Two heaping cups corn meal, one heaping cup flour, two teaspoons baking powder sifted with flour, whites and yolks of three eggs beaten separately, two and one-half cups sweet milk, one tablespoon melted butter, one tablespoon white sugar, one teaspoon salt. Bake steadily in a moderately hot oven.
CORN BREAD. MRS. A. C. AULT.
One and one-half pints corn meal, one-half pint flour, one tablespoonful sugar, one teaspoonful salt, two heaping teaspoons baking powder, one tablespoonful lard, one and one-fourth pints milk, two eggs. Sift together corn meal, flour, sugar, salt, and baking powder; rub in lard cold; add the egg; mix to a moderately stiff batter. Bake in rather hot oven thirty minutes.
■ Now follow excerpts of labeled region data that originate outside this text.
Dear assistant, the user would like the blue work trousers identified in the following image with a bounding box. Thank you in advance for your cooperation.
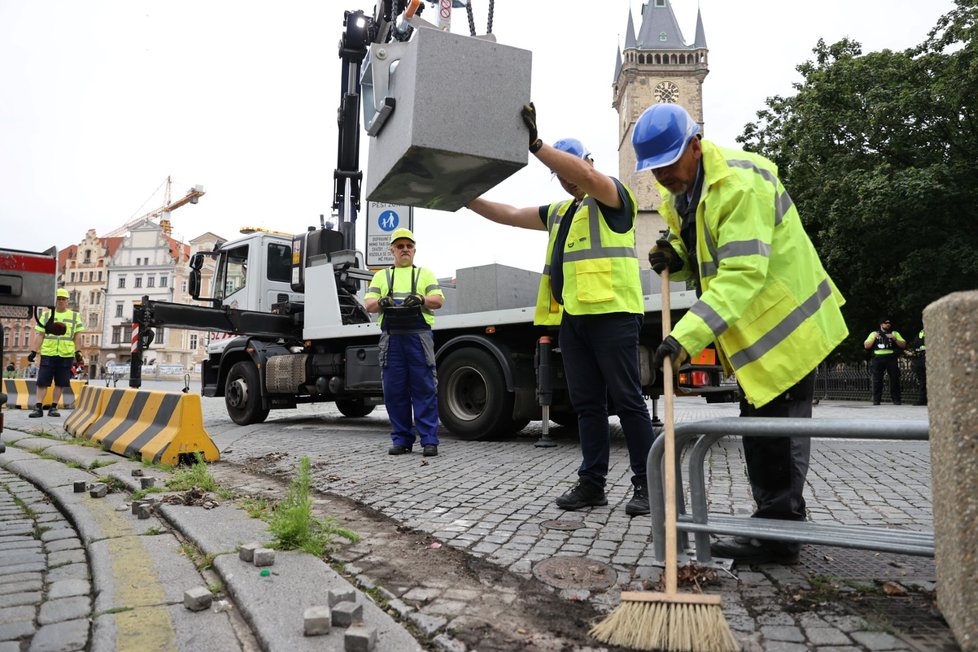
[380,331,438,448]
[560,312,653,489]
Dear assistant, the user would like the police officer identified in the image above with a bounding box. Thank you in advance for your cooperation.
[863,317,907,405]
[27,288,85,419]
[632,104,848,563]
[364,228,445,457]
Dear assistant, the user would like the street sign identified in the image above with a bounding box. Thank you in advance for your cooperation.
[364,201,414,269]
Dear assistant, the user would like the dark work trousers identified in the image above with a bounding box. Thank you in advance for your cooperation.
[869,353,901,403]
[559,312,652,488]
[740,371,815,550]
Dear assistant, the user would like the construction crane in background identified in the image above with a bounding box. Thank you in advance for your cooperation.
[104,177,205,238]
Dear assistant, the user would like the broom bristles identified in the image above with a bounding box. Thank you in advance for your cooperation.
[588,596,740,652]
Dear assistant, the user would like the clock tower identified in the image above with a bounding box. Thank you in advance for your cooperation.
[612,0,709,268]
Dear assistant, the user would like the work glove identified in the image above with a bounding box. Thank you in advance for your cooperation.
[652,335,689,373]
[649,240,683,274]
[520,102,543,154]
[401,292,424,308]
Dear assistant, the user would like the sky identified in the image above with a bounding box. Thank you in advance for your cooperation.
[0,0,954,277]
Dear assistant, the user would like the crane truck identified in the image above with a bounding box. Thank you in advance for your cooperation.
[130,1,732,439]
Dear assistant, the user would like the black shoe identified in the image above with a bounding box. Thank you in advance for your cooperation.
[710,537,799,564]
[625,480,652,516]
[556,480,608,510]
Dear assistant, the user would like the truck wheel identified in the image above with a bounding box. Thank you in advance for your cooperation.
[438,348,519,440]
[224,361,268,426]
[336,398,374,419]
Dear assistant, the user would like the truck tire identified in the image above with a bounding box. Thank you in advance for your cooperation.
[336,398,374,419]
[438,348,526,440]
[224,360,268,426]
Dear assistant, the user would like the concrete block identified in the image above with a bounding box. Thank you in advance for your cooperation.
[183,586,214,611]
[302,606,332,636]
[326,589,357,607]
[238,543,262,564]
[363,28,532,211]
[924,291,978,650]
[333,602,363,627]
[343,625,377,652]
[254,548,275,566]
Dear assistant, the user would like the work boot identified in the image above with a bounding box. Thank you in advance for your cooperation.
[556,480,608,511]
[625,478,652,516]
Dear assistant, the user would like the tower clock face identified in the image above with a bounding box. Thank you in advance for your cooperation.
[655,82,679,104]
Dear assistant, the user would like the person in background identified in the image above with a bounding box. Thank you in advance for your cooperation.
[27,288,85,419]
[911,328,927,405]
[468,104,653,516]
[632,104,849,563]
[863,317,907,405]
[364,228,445,457]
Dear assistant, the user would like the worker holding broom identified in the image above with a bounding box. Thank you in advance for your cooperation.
[632,103,848,563]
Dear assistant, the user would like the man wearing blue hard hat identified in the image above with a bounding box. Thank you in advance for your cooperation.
[468,103,653,516]
[632,104,848,563]
[363,228,445,457]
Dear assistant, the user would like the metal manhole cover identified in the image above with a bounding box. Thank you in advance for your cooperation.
[533,557,618,591]
[540,520,584,530]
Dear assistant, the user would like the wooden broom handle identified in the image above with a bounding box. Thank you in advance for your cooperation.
[661,268,679,593]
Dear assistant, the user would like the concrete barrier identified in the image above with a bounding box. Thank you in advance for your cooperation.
[65,386,220,465]
[3,378,88,410]
[924,292,978,651]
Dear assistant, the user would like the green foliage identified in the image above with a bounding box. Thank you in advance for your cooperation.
[737,0,978,359]
[268,457,360,557]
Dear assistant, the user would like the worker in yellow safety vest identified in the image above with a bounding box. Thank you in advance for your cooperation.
[27,288,85,419]
[632,104,848,563]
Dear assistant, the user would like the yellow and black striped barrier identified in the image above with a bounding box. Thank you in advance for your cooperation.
[65,386,220,465]
[3,378,88,410]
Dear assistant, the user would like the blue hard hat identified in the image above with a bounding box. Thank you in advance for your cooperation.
[632,104,700,172]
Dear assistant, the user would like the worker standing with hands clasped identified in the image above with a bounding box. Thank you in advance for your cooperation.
[364,228,445,457]
[27,288,85,419]
[632,104,848,563]
[468,103,653,516]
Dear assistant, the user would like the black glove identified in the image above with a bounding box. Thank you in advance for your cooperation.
[649,240,683,274]
[652,335,689,373]
[401,292,424,308]
[520,102,543,154]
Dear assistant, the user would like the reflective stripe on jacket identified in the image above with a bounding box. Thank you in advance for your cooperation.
[533,185,645,326]
[34,310,85,358]
[657,140,849,407]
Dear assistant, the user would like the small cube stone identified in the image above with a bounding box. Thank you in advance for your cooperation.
[326,589,357,607]
[254,548,275,566]
[343,625,377,652]
[302,606,330,636]
[333,602,363,627]
[183,586,214,611]
[238,543,261,563]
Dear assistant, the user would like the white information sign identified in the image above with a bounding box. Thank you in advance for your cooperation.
[364,201,414,269]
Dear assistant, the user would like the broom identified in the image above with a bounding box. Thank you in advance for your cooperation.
[588,269,740,652]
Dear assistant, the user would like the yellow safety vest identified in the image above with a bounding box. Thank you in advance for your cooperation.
[657,140,849,407]
[533,192,645,326]
[34,310,85,358]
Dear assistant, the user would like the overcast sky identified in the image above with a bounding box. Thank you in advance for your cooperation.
[0,0,953,276]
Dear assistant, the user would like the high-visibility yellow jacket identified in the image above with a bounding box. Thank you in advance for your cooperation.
[659,140,849,407]
[533,190,645,326]
[34,310,85,358]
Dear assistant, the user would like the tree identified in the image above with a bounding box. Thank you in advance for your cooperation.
[737,0,978,358]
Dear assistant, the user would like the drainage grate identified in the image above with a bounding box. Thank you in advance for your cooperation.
[533,557,618,591]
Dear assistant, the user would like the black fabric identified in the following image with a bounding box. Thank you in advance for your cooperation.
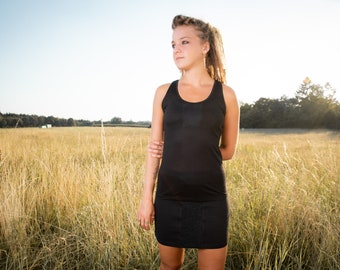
[155,81,228,248]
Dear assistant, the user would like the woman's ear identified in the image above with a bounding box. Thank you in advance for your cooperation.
[202,42,210,54]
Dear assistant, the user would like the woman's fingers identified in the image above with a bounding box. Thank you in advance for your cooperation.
[148,141,164,158]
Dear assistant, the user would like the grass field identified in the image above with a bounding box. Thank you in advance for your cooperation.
[0,128,340,269]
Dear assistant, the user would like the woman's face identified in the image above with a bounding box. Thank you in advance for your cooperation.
[171,25,209,71]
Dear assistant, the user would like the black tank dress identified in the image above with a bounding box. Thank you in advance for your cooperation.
[155,81,228,248]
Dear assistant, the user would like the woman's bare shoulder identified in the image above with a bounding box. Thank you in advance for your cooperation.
[223,84,238,103]
[156,83,171,99]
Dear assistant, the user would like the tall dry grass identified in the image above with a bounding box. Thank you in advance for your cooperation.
[0,128,340,269]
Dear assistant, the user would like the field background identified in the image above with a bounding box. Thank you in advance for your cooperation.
[0,128,340,269]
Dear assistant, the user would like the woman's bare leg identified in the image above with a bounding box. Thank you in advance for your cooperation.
[158,244,184,270]
[198,246,228,270]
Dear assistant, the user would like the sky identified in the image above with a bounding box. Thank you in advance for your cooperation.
[0,0,340,121]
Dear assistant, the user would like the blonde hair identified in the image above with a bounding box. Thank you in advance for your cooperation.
[172,15,226,83]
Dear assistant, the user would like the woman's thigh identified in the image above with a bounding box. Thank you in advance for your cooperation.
[158,243,184,269]
[198,246,228,270]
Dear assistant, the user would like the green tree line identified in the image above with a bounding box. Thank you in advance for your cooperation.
[240,77,340,129]
[0,77,340,129]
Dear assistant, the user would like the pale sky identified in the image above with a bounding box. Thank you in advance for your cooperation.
[0,0,340,121]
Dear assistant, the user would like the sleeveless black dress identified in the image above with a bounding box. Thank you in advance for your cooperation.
[155,81,229,249]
CORN BREAD. MRS. C. H. WILLIAMS.
Two cups sweet milk, one egg, one and one-half teacups wheat flour, two teacups Indian meal, two tablespoonfuls sugar, a little salt, four teaspoonfuls cream tartar put in with flour, two teaspoonfuls soda dissolved in warm water; add this last. Bake in gem pans in a quick oven.
Darmody & McClures Premium Corn Meal should be used with these recipes.
CORN BREAD. MRS. F. E. H. SELLERS.
One pint buttermilk, one pint corn meal, one pint flour, one teaspoonful salt, two teaspoonfuls soda in milk, six tablespoonfuls molasses, one egg. Bake in slow oven thirty minutes.